В приделе, где мы сидели, царил полумрак. Поодаль, в главном нефе, как тени двигались силуэты монахов, они тушили гасильниками на длинных шестах свечи в высоко расположенных светильниках. Я глядел на них, но слышал, как дыхание Хорсы участилось. Сейчас мне было необходимо направить его мысли в нужное русло, но так, чтобы он не заподозрил, что его используют.
— Миледи Бэртрада — женщина надменная и непокорная, и ты об этом наверняка слышал. Но теперь это в прошлом. В последнее время она много сделала для того, чтобы измениться к лучшему, ибо искренне любит мужа и желала бы вернуть его расположение. И чем же ответил на это граф? Однажды, когда графиня прибыла в наше аббатство, но задержалась по причине болезни, Эдгар Армстронг воспользовался ее отсутствием, чтобы привести в супружеское гнездо иную женщину. А у этой несчастной не хватило ни воли, ни благонравия отказать ему.
Я видел в полумраке горящий взгляд Хорсы, но продолжал, не меняя тона:
— Прости, благородный тан, что я касаюсь таких вещей в то время, когда в твоем сердце еще жива боль утраты. Однако в Библии недаром сказано: «Достаточно для каждого дня своей заботы». Оттого я и заговорил с тобой о Гите Вейк. Ты — холост, благородного происхождения и несравненного мужества — и уж конечно более достоин рассчитывать на благосклонность внучки Хэрварда Вейка, нежели мужчина, обвенчанный с другой. И хотя Гита опорочила себя этой связью, церковь учит нас ненавидеть не грешника, а сам грех. И если бы ты нашел способ отнять эту женщину у соблазнителя, если бы обвенчался с ней, осталась бы надежда, что род великого Хэрварда избежит позора.
— Ничего не выйдет, — неожиданно пробормотал Хорса. — И хотел бы, да не могу. Ведь сколько уж раз я просил руки леди Гиты, но всякий раз она уходила от ответа. И я — смирился.
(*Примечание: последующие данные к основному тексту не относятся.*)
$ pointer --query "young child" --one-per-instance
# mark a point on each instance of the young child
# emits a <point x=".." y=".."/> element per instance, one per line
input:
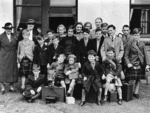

— Смирение — похвальное качество. Но не в этом случае. Ты убедил себя, что Гита по любви избрала другого? Ну что ж, любовь сама по себе не греховна, но в ней сокрыто искушение, а от искушения всего шаг до прелюбодеяния, которое принадлежит к числу смертных грехов. Но и здесь есть различия — если на мужчину-прелюбодея принято смотреть снисходительно, то женщину прелюбодеяние губит раз и навсегда. Но разве Гита Вейк виновна в своем грехе и позоре? Под личиной опекуна граф Норфолкский растлил ее и склонил к сожительству. А ведь когда-то и мне довелось быть опекуном этой девушки, и рано или поздно Господь спросит с меня за то, что я позволил негодяю погубить ее душу.
Хорса молчал. Весьма странно — это при его-то обычной вспыльчивости.
— Когда я увидел тебя в церкви, сын мой, знаешь, о чем я подумал? Вот стоит человек, который имел мужество ставить на место даже самого графа Норфолка. И этот человек любит Гиту Вейк. Так неужели же он смирится и отдаст ее в руки погубителя? Неужели не вырвет из бездны греха, даже вопреки ее воле? Если этих двоих обвенчают перед алтарем, даже надменный Эдгар вынужден будет смирить свою гордыню и не дерзнет отнять Гиту у законного мужа, не рискуя навлечь на себя проклятие церкви, презрение знати и гнев короля. Ты молчишь, Хорса? Да полно, любишь ли ты еще ее?
Ответом мне был тяжелый вздох.
— Матушка всегда мечтала о том дне, когда я сделаю хозяйкой дома женщину из рода Хэрварда.